Table 7.9. Decoding the file type from the upper four bits of the inode file mode.
| Bit from Inode File Mode | ||||
|---|---|---|---|---|
| Meaning | 15 | 14 | 13 | 12 |
| FIFO (pipe) | 0 | 0 | 0 | 1 |
| Character Device | 0 | 0 | 1 | 0 |
| Directory | 0 | 1 | 0 | 0 |
| Block Device | 0 | 1 | 1 | 0 |
| Regular File | 1 | 0 | 0 | 0 |
| Symbolic Link | 1 | 0 | 1 | 0 |
| Socket | 1 | 1 | 0 | 0 |
The inode contains a 32-bit bitvector of flags. The lower word of flags is summarized in
Table 7.10. Some flags may lack operating system support. Investigators familiar with
Windows may know that there is a registry flag,
HKLM\SYSTEM\CurrentControlSet\Control\FileSystem\NtfsDisableLastAccessUpdate, which can be used to disable access time updating on NTFS directories. Bit 7, no access time updating, provides a similar function on an extended filesystem, but at the individual file or directory level.

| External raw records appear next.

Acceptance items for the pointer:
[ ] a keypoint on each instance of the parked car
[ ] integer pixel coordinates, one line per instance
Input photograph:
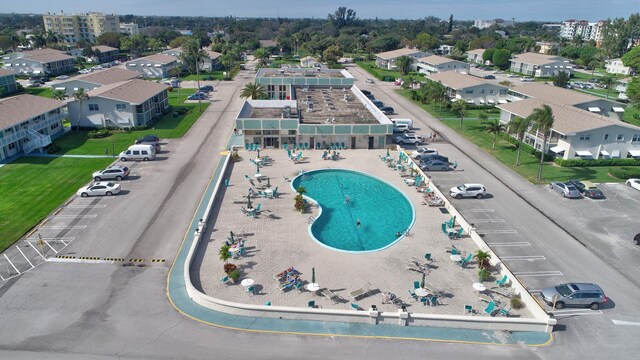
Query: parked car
(565, 189)
(387, 110)
(401, 128)
(468, 190)
(99, 189)
(574, 294)
(423, 151)
(588, 189)
(113, 172)
(409, 139)
(634, 183)
(435, 165)
(423, 158)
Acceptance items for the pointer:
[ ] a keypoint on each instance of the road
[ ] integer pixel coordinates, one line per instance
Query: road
(542, 240)
(100, 311)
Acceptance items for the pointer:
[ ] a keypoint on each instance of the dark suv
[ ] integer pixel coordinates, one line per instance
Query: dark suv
(574, 294)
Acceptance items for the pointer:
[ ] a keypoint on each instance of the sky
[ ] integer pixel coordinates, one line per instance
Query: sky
(521, 10)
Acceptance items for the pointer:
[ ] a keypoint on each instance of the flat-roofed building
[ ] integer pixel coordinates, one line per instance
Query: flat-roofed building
(153, 66)
(314, 109)
(470, 88)
(540, 65)
(437, 64)
(95, 80)
(123, 104)
(28, 123)
(43, 62)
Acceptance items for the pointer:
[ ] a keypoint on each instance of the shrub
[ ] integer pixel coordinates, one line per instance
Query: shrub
(596, 162)
(625, 172)
(98, 134)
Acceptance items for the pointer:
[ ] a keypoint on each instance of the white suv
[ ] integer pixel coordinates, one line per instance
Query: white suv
(468, 190)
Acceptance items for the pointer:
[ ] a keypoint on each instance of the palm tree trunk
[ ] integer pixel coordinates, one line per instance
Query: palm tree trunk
(544, 145)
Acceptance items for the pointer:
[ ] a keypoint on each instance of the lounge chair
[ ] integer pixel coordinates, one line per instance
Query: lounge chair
(363, 291)
(490, 308)
(331, 296)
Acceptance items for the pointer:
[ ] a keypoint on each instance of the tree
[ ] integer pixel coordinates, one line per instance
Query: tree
(60, 95)
(460, 108)
(495, 128)
(253, 91)
(542, 119)
(332, 54)
(562, 79)
(633, 91)
(80, 96)
(403, 63)
(109, 39)
(519, 126)
(607, 81)
(632, 58)
(501, 58)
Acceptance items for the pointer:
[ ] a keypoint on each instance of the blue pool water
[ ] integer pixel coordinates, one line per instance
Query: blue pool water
(382, 209)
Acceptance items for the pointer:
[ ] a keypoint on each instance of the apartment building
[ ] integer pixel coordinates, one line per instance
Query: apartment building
(28, 123)
(85, 26)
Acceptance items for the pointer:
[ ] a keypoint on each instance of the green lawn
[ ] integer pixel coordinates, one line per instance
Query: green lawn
(506, 153)
(32, 187)
(168, 126)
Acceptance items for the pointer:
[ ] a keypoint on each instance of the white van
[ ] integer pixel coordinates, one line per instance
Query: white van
(407, 122)
(143, 152)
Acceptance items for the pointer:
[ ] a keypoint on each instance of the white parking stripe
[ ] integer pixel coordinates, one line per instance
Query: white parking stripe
(5, 256)
(537, 273)
(25, 256)
(515, 243)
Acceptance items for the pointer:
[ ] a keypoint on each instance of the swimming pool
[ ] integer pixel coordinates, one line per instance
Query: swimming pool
(346, 196)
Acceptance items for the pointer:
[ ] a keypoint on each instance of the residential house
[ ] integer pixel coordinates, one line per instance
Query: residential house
(313, 108)
(387, 60)
(28, 123)
(577, 133)
(47, 62)
(7, 82)
(475, 56)
(436, 64)
(95, 80)
(470, 88)
(123, 104)
(154, 66)
(615, 66)
(540, 65)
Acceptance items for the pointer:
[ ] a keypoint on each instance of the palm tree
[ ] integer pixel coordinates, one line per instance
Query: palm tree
(80, 95)
(542, 119)
(519, 127)
(460, 107)
(253, 91)
(495, 128)
(482, 257)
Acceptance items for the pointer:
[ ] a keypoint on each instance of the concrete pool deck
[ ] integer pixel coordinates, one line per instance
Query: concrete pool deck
(278, 239)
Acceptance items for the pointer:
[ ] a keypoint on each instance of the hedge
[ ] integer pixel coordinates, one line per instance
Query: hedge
(597, 162)
(625, 172)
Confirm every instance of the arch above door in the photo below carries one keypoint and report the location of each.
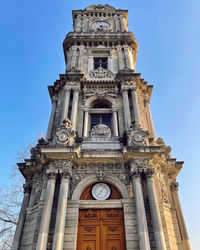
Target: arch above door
(93, 178)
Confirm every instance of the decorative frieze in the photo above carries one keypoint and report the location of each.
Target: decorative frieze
(101, 73)
(64, 135)
(136, 136)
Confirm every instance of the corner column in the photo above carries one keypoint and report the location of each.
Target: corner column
(74, 107)
(86, 121)
(127, 59)
(180, 218)
(140, 210)
(155, 213)
(22, 217)
(65, 106)
(46, 213)
(120, 56)
(52, 116)
(136, 116)
(61, 211)
(115, 123)
(152, 130)
(127, 114)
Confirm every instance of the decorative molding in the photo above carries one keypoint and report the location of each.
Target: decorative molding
(101, 73)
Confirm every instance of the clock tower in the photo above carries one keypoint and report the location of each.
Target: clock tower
(101, 179)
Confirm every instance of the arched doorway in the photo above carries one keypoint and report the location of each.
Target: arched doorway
(101, 228)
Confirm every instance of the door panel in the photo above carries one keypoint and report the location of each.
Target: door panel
(101, 230)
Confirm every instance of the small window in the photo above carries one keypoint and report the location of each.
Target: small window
(101, 62)
(101, 119)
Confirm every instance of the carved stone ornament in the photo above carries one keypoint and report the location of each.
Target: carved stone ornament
(101, 73)
(174, 186)
(163, 187)
(61, 164)
(139, 164)
(136, 136)
(38, 190)
(64, 135)
(100, 131)
(100, 175)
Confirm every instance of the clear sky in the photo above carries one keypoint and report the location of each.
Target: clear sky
(168, 34)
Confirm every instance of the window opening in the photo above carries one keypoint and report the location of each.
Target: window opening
(101, 119)
(100, 62)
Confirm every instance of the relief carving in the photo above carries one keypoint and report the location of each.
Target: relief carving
(136, 136)
(64, 135)
(38, 190)
(100, 131)
(163, 187)
(90, 214)
(101, 73)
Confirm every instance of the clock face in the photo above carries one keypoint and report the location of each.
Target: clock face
(101, 191)
(99, 25)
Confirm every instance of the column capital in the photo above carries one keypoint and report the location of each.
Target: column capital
(51, 176)
(114, 109)
(124, 89)
(119, 47)
(27, 188)
(142, 163)
(54, 99)
(135, 173)
(76, 89)
(149, 172)
(67, 88)
(174, 186)
(133, 88)
(66, 174)
(87, 109)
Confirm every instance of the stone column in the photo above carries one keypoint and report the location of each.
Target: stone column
(127, 59)
(117, 24)
(155, 212)
(120, 56)
(52, 116)
(74, 107)
(152, 130)
(180, 218)
(127, 114)
(86, 121)
(136, 116)
(115, 123)
(122, 22)
(80, 58)
(65, 106)
(78, 23)
(46, 213)
(22, 217)
(61, 211)
(140, 210)
(74, 56)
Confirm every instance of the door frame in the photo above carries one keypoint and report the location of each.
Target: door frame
(130, 220)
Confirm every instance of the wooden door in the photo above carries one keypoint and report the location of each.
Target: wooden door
(101, 230)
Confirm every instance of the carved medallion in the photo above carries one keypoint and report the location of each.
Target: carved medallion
(100, 131)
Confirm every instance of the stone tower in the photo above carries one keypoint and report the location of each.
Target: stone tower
(100, 179)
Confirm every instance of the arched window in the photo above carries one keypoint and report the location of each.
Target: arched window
(101, 113)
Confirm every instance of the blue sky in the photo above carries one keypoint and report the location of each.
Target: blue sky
(168, 35)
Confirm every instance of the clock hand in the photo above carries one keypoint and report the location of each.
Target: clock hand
(100, 191)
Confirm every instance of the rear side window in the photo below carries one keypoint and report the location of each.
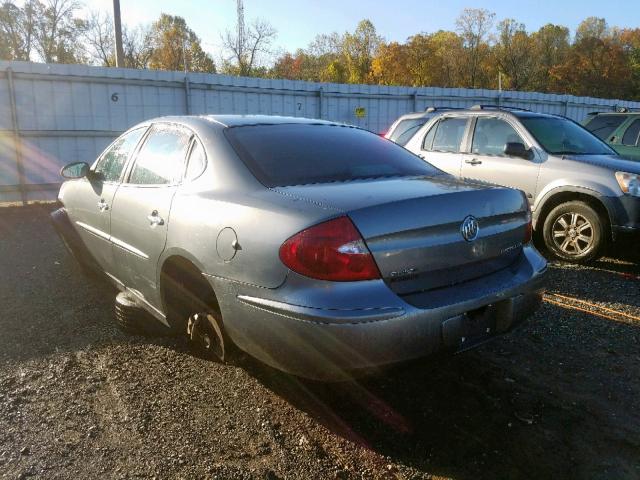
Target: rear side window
(161, 158)
(631, 135)
(197, 161)
(491, 135)
(449, 134)
(115, 158)
(603, 126)
(296, 154)
(407, 129)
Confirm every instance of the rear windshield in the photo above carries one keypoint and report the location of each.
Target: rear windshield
(297, 154)
(406, 129)
(560, 136)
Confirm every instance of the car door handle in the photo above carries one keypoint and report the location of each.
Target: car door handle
(473, 161)
(155, 219)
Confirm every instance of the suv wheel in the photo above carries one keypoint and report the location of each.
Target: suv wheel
(574, 232)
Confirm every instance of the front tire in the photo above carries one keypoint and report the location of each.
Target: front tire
(574, 232)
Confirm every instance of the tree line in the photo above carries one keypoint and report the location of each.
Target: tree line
(598, 60)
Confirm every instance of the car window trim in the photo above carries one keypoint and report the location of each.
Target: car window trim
(134, 158)
(132, 155)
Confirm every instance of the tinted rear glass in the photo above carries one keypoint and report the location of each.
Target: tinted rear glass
(297, 154)
(604, 125)
(406, 129)
(560, 136)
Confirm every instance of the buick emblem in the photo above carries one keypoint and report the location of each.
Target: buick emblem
(469, 228)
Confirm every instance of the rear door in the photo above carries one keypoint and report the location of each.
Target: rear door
(441, 144)
(142, 204)
(89, 201)
(486, 161)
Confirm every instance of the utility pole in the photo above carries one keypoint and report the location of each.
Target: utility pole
(117, 27)
(241, 33)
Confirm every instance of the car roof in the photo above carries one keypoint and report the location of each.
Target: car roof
(224, 121)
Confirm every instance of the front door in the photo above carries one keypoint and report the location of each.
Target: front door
(487, 162)
(142, 205)
(89, 200)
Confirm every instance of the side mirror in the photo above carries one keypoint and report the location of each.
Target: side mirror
(75, 170)
(517, 149)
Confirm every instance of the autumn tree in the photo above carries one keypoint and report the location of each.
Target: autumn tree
(358, 50)
(474, 26)
(550, 47)
(390, 65)
(47, 31)
(513, 53)
(172, 43)
(630, 42)
(245, 54)
(58, 31)
(596, 65)
(99, 42)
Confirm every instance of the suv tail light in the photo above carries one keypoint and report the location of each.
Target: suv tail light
(333, 250)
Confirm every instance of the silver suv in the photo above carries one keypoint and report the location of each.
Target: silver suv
(582, 194)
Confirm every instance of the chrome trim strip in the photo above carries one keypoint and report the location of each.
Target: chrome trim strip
(125, 246)
(94, 230)
(323, 315)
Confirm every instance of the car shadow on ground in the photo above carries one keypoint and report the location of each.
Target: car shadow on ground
(497, 412)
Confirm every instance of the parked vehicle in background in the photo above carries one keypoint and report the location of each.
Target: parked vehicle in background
(621, 130)
(316, 247)
(583, 195)
(407, 125)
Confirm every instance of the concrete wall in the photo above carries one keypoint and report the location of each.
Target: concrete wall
(51, 115)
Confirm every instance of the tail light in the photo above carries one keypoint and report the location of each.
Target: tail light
(333, 250)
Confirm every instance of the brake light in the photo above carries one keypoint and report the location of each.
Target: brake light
(333, 250)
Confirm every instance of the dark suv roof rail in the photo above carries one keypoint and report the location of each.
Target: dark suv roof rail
(438, 109)
(617, 110)
(498, 107)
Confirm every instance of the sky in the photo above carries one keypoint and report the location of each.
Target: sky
(299, 21)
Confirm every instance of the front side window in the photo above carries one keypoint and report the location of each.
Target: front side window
(406, 129)
(603, 126)
(560, 136)
(161, 158)
(449, 135)
(112, 162)
(491, 135)
(631, 135)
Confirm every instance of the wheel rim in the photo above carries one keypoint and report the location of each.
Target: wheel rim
(573, 234)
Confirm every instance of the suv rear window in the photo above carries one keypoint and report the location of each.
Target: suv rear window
(604, 125)
(296, 154)
(406, 129)
(449, 134)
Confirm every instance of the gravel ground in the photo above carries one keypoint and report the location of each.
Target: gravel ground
(558, 398)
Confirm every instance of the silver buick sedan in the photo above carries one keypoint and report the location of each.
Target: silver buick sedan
(321, 249)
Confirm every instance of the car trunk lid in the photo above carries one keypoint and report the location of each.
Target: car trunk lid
(412, 227)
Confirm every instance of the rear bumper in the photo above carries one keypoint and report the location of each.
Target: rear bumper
(369, 326)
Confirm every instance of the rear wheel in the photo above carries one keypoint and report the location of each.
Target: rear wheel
(574, 232)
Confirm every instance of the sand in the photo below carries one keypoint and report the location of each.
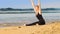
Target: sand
(52, 28)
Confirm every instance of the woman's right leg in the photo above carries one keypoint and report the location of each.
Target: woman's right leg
(41, 20)
(32, 23)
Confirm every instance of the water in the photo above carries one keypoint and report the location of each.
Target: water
(27, 16)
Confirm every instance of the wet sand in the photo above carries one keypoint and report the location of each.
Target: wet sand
(52, 28)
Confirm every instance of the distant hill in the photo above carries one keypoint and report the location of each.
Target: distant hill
(30, 9)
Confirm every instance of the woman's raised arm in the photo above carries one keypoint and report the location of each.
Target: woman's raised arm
(32, 1)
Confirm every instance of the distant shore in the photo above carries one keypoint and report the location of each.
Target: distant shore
(52, 28)
(29, 9)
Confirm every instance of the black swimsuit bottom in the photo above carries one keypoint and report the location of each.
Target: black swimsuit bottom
(40, 22)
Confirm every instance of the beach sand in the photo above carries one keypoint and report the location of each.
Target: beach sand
(52, 28)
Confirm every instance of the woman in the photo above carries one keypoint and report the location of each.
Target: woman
(37, 9)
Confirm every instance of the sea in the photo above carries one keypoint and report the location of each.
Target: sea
(26, 17)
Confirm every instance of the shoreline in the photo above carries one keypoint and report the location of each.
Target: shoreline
(52, 28)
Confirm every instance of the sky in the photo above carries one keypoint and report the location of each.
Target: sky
(27, 3)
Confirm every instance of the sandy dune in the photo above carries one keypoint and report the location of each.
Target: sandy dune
(53, 28)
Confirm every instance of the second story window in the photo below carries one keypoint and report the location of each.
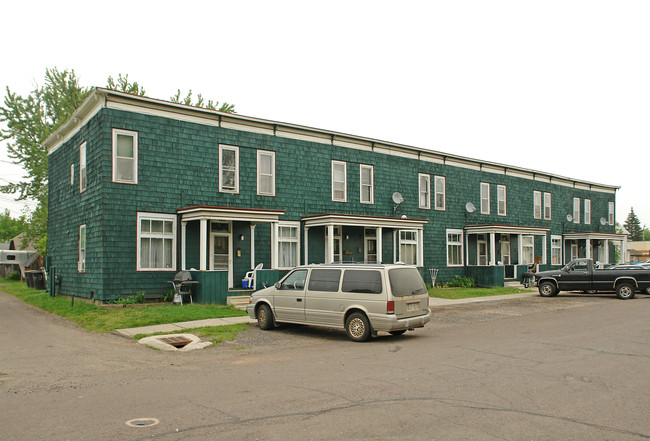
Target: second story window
(425, 190)
(366, 178)
(576, 210)
(125, 156)
(501, 200)
(82, 168)
(485, 198)
(339, 181)
(265, 173)
(440, 190)
(228, 169)
(547, 206)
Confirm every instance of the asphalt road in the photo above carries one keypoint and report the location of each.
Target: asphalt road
(564, 368)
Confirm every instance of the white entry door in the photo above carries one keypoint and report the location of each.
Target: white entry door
(221, 250)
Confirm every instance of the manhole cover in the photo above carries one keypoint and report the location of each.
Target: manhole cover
(176, 341)
(142, 422)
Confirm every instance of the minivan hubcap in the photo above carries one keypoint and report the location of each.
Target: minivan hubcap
(357, 328)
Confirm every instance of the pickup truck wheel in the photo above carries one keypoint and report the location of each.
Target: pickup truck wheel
(357, 327)
(547, 289)
(265, 317)
(625, 291)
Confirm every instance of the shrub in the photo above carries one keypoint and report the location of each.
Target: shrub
(461, 282)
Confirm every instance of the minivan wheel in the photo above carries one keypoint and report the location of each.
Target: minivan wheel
(625, 291)
(357, 327)
(265, 317)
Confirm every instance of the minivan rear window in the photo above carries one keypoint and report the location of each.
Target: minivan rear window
(406, 282)
(324, 280)
(362, 281)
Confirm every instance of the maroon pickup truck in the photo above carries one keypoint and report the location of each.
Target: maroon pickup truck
(580, 275)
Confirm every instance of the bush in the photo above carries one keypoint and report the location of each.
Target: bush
(461, 282)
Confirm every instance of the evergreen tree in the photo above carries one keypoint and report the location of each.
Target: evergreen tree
(633, 226)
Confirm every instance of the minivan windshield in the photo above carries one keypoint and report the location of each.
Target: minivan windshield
(406, 282)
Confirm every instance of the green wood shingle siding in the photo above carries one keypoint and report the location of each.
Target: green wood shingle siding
(178, 164)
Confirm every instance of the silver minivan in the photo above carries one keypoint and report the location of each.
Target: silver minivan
(363, 299)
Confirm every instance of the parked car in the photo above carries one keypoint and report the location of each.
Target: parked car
(363, 299)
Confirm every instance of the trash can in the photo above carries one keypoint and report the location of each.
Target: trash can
(38, 279)
(29, 278)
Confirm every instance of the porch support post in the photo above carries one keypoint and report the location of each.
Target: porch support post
(306, 242)
(203, 245)
(330, 244)
(493, 247)
(380, 252)
(252, 246)
(183, 244)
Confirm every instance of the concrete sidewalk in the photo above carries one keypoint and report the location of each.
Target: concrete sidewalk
(173, 327)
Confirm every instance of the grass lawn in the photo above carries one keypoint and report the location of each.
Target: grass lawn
(99, 319)
(464, 293)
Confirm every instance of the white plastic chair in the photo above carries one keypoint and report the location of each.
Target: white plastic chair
(250, 276)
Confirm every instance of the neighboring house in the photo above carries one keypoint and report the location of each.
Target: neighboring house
(141, 188)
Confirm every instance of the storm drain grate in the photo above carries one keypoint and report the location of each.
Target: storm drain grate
(142, 422)
(176, 341)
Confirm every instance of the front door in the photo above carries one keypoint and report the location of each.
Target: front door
(220, 249)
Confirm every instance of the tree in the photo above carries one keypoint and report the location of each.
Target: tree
(10, 227)
(633, 226)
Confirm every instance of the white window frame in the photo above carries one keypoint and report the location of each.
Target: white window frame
(537, 204)
(222, 187)
(485, 198)
(548, 212)
(501, 200)
(150, 235)
(339, 183)
(370, 185)
(424, 191)
(459, 243)
(82, 167)
(81, 261)
(134, 135)
(556, 250)
(411, 242)
(440, 188)
(278, 239)
(524, 246)
(261, 174)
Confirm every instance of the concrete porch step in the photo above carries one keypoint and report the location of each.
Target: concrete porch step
(239, 302)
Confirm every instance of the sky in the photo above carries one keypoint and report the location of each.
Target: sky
(557, 86)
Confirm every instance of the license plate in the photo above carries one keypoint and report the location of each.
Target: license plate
(412, 306)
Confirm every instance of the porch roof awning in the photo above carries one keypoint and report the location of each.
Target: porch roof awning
(506, 229)
(199, 212)
(595, 235)
(319, 220)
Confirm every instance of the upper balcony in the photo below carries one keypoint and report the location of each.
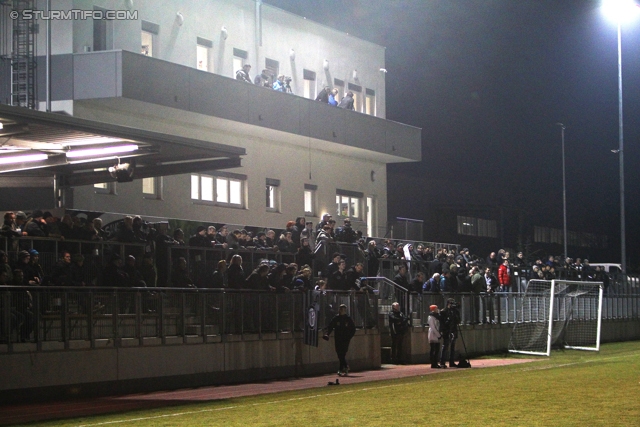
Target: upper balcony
(113, 77)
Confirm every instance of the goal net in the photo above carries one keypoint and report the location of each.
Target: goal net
(557, 314)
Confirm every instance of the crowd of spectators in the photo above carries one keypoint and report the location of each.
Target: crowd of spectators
(282, 83)
(414, 266)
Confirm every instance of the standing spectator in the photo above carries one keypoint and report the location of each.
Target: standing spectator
(492, 261)
(219, 277)
(346, 233)
(338, 279)
(333, 97)
(180, 275)
(35, 267)
(347, 101)
(37, 226)
(61, 274)
(449, 320)
(345, 329)
(492, 285)
(279, 85)
(478, 285)
(434, 336)
(398, 326)
(235, 274)
(243, 74)
(325, 221)
(504, 276)
(372, 255)
(257, 280)
(323, 96)
(433, 284)
(263, 79)
(11, 231)
(200, 239)
(305, 254)
(148, 270)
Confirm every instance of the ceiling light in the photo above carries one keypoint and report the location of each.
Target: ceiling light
(102, 151)
(90, 141)
(22, 158)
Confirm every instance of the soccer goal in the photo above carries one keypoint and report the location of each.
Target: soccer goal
(558, 314)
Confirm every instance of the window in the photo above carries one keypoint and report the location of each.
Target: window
(272, 195)
(152, 187)
(357, 96)
(147, 44)
(310, 199)
(309, 90)
(348, 203)
(239, 56)
(104, 187)
(149, 34)
(102, 32)
(339, 84)
(370, 102)
(203, 48)
(470, 226)
(222, 190)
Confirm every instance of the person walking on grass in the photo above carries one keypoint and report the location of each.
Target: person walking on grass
(345, 329)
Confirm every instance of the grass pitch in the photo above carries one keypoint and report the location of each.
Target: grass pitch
(571, 388)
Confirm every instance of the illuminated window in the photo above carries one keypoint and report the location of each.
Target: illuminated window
(152, 187)
(370, 102)
(309, 90)
(348, 204)
(203, 59)
(221, 190)
(310, 199)
(104, 187)
(471, 226)
(272, 190)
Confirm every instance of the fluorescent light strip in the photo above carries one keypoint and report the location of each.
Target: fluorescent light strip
(101, 151)
(23, 158)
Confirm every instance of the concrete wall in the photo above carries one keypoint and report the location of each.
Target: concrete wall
(266, 158)
(129, 367)
(112, 370)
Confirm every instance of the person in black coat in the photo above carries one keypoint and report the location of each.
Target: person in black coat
(398, 326)
(345, 329)
(323, 96)
(347, 101)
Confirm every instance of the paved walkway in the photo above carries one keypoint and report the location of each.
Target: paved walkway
(18, 414)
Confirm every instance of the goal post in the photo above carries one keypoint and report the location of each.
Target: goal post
(557, 314)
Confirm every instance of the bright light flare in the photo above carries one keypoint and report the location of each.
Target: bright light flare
(101, 151)
(620, 11)
(23, 158)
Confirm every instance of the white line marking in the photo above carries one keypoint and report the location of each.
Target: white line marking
(315, 396)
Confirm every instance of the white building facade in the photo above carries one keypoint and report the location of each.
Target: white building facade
(169, 67)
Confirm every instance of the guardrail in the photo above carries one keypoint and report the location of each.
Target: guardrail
(93, 315)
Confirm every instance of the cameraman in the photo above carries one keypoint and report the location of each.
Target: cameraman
(449, 320)
(398, 326)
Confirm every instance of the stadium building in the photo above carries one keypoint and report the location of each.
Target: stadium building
(152, 89)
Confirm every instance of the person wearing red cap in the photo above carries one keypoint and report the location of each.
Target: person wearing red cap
(434, 336)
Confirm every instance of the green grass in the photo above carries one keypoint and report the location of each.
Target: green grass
(572, 388)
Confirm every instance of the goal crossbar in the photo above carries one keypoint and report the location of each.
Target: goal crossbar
(558, 313)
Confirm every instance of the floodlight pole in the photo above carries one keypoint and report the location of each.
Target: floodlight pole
(564, 193)
(623, 246)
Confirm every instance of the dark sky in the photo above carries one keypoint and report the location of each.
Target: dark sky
(487, 81)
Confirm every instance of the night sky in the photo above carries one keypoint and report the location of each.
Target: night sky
(487, 81)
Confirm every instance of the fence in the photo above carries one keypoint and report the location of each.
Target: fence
(42, 314)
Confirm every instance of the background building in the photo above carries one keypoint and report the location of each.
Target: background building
(168, 68)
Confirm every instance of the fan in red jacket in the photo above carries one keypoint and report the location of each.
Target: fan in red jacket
(504, 277)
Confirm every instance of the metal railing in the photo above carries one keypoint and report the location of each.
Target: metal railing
(63, 314)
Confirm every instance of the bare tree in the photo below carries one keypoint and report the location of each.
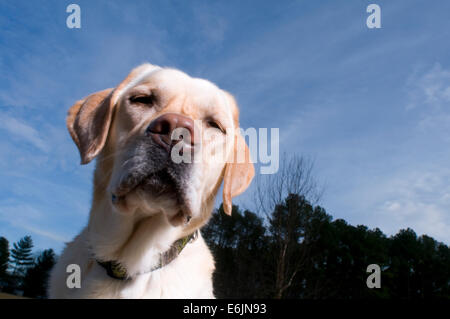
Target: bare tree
(278, 196)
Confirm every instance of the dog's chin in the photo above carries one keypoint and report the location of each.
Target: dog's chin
(158, 192)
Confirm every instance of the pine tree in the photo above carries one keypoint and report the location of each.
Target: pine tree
(21, 256)
(36, 277)
(4, 257)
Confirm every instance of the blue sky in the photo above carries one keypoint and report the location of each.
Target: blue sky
(371, 106)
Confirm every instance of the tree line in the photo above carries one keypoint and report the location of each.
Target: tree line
(290, 248)
(300, 252)
(23, 272)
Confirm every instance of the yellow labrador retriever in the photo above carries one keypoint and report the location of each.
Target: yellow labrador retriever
(142, 239)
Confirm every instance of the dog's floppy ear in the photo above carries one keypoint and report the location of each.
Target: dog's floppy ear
(89, 119)
(88, 122)
(239, 172)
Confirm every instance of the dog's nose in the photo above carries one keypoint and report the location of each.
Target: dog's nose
(161, 128)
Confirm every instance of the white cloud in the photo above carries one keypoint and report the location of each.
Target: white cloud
(430, 88)
(23, 131)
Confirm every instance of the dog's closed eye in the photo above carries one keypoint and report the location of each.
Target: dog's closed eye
(146, 99)
(214, 124)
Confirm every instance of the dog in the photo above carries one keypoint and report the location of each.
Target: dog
(142, 239)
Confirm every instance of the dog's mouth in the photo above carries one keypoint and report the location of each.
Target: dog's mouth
(167, 183)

Table 7.10. Lower word of inode flags.
| 15 | 14 | 13 | 12 | 11 | 10 | 9 | 8 |
|---|---|---|---|---|---|---|---|
| File tail not merged | Data written through journal | AFS | Directory has hash indexes | Encyrpted | Don’t compress file | Compressed clusters | Dirty compressed file |
| 7 | 6 | 5 | 4 | 3 | 2 | 1 | 0 |
| No access time updating | No Dump | Append | File is | Synchronous | File is | Preserve for undelete | Secure Deletion |
The high word of inode flags is summarized in Table 7.11. Most of these flags only make sense in the context of ext4 optional features. Bit 28, inode has inline data, is used to store very small files entirely within the inode. The first 60 bytes are stored in the block array (which is not needed to store blocks). If the file grows beyond 60 bytes up to about 160 bytes, bytes 60 and up are stored in the space between inodes (currently 100 bytes). If the file exceeds 160 bytes, all of the data is moved to a regular block.
Table 7.11. Upper word of inode flags.
| 31 | 30 | 29 | 28 | 27 | 26 | 25 | 24 |
|---|---|---|---|---|---|---|---|
| Reserved for Ext4 library | Unused | Unused | Inode has inline data | Snapshot shrink completed | Snapshot is being deleted | Unused | Inode is snapshot |
| 23 | 22 | 21 | 20 | 19 | 18 | 17 | 16 |
| Unused | Blocks past end of file | Inode stores large extended attribute | Unused | Inode uses extents | Huge | Top of directory | Directory entry sync writes |
Huge files specify their size in clusters, not blocks. The cluster size is stored in the superblock when huge files are present on a filesystem. Huge files require the Extents feature. Extents will be discussed in detail later in this chapter. Like in-line data, extents use the 60 bytes in the block array for a different purpose. We have said that an inode is the keeper of file metadata. In the next section we will discuss how to retrieve a file based on information stored in the inode.